Want me to keep going or is that enough?

From the Phenomenology to the Mechanisms of Consciousness: Integrated Information Theory 3.0

Author Summary Integrated information theory (IIT) approaches the relationship between consciousness and its physical substrate by first identifying the fundamental properties of experience itself: existence, composition, information, integration, and exclusion. IIT then postulates that the physical substrate of consciousness must satisfy these very properties. We develop a detailed mathematical framework in which composition, information, integration, and exclusion are defined precisely and made operational. This allows us to establish to what extent simple systems of mechanisms, such as logic gates or neuron-like elements, can form complexes that can account for the fundamental properties of consciousness. Based on this principled approach, we show that IIT can explain many known facts about consciousness and the brain, leads to specific predictions, and allows us to infer, at least in principle, both the quantity and quality of consciousness for systems whose causal structure is known. For example, we show that some simple systems can be minimally conscious, some complicated systems can be unconscious, and two different systems can be functionally equivalent, yet one is conscious and the other one is not.

Evidence for IIT, which we don’t have, does not prove idealism and the person you are defending is arguing for idealism.

The things you posit are falsifiable, the claims they have been putting forward are not. Hence my initial questions surrounding panpsychism to them before they started trying to use logical fallacies against a mainstream scientific position.

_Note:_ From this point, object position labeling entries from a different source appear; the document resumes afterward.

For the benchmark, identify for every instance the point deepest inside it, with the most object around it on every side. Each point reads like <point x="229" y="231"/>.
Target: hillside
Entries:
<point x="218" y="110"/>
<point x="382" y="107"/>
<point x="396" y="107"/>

Right, I agree with you (my only quibble is that we do technically have evidence for IIT; it just isn’t definitive).

I misunderstood the guy in my first comment. At this point I know he isn’t defending IIT. All I’m saying is that IIT has legitimized a theory that once seemed crazy (panpsychism). It’s conceivable to me that something similar could happen with idealism, because not a single scientist or academic philosopher alive has any idea whats going on with consciousness. And when we dismiss ideas like idealism, we are implicitly assuming that we have some grasp of what’s going on, but we don’t.

Agreed, we can’t even rigorously define consciousness, so to claim it’s the only thing that exists is a stretch too far for me.

Panpsychism is interesting but gonna need a lot more evidence including an explanation of the Combination Problem before I’m convinced.

explanation of the Combination Problem

Yeah, honestly this might be a fatal issue. I know proponents of IIT say they have an explanation for this to do with causal powers of information or whatever, but I’m not sure if I’m convinced of IIT for other reasons.

There is a really interesting thesis that was written on the combination problem in relation to split-brain experiments. I’m still not sure if I’m totally convinced but it’s definitely an interesting read if you’re into this stuff!